Tutto ha un significato, insomma, su questa distesa collinare immersa nel silenzio, anche le api in cerca di nettare e le prime farfalle che si poggiano sulle margherite.
Segnali di sofferenza
Ma questo non è l’unico sintomo che i suoi occhi, o forse la sua anima sensibile e acuta sa cogliere. Ci spostiamo, infatti, su un altro appezzamento a pochi metri distanza, lungo una parete scoscesa della collina: «La differenziazione delle gemme nell’albicocco avviene tra giugno e agosto – riprende Vittorio – Alcune diventeranno fiori e frutti, altre invece produrranno foglie e rami, tutto secondo il loro “pensiero”». Vale a dire secondo quella regola che è già scritta nel Dna delle piante.
Alberi intelligenti
Ed è qui che Vittorio ci fa “leggere” un altro scampolo di questo racconto, che si riallaccia alla storia recente di questi territori: «Alcuni di questi rametti sono completamente privi di gemme, vede? Ce ne sono soltanto alcune a legno perché la pianta è intelligente e preserva il suo futuro. Però si capisce che c’è stata una sofferenza, che ci rimanda proprio allo scorso anno quando tutta la pioggia è caduta in colpo solo, durante le alluvioni di maggio. Poi, fino a novembre, è subentrata la siccità». Proprio nel periodo in cui sarebbe dovuta avvenire la differenziazione che su alcuni individui, quelli che poggiano sopra un punto meno fertile della coltivazione, dove il suolo è più scosceso ed eroso dagli anni, si vede che è avvenuta parzialmente o non è avvenuta affatto.
Febbraio 2024 in Italia è stato il più caldo mai registrato dal 1800, così come l’intera stagione invernale.
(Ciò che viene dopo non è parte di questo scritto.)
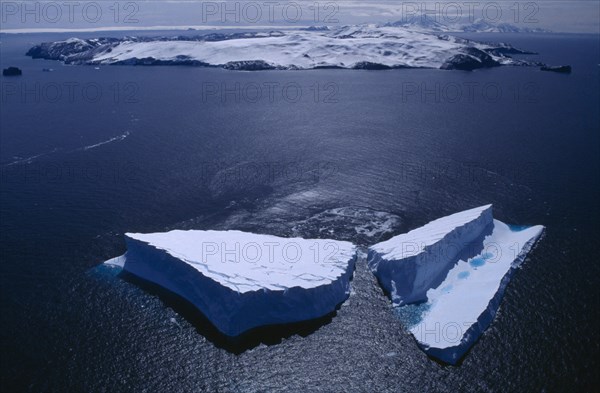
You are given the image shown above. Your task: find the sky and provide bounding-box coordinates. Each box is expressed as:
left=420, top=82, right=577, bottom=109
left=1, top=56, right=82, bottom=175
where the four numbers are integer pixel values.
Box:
left=0, top=0, right=600, bottom=34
Secondo i dati ISAC gli scarti sulla media 1991-2020 sono stati, rispettivamente, +3.09 °C e +2.19 °C.https://t.co/Bt2iOhz6A9 pic.twitter.com/nGArEcvzrl— AMPRO (@AMPRO2019) March 7, 2024
L’ultima sfida
Ora le giovani albicocche dovranno sfidare gli inevitabili ostacoli della stagione intermedia, quella segnata dalle brine e dalle gelate notturne che pure incombono: «Il limite che possono sopportare è di un grado o due sotto zero – ribadisce Vittorio – Sul frutto che ha appena superato l’allegagione il ritorno di freddo ha un effetto più grave che non sul fiore. Perché nel frutticino c’è una linfa che ha molta acqua e i legami molecolari con il gelo si rompono facilmente». Lo scorso anno ad aprile si è giunti anche cinque o sei gradi sotto zero, a conferma degli sbalzi termici e delle estremizzazioni del clima che preoccupano sempre di più il mondo agricolo.
E allora l’appuntamento è fra qualche settimana qui nella Carpineta, tra la vecchia cascina, la macchia e i borghi che fanno da corona a questa conca silente, insieme a Vittorio e al team agronomico della Cesenate che ha ereditato la sua lezione. Per esplorare ulteriormente questo ecosistema, con gli ampi margini d’imprevedibilità che prevede ogni coltura in campo aperto.
E per continuare il nostro viaggio negli equilibri dinamici della vita, come il frutteto insegna.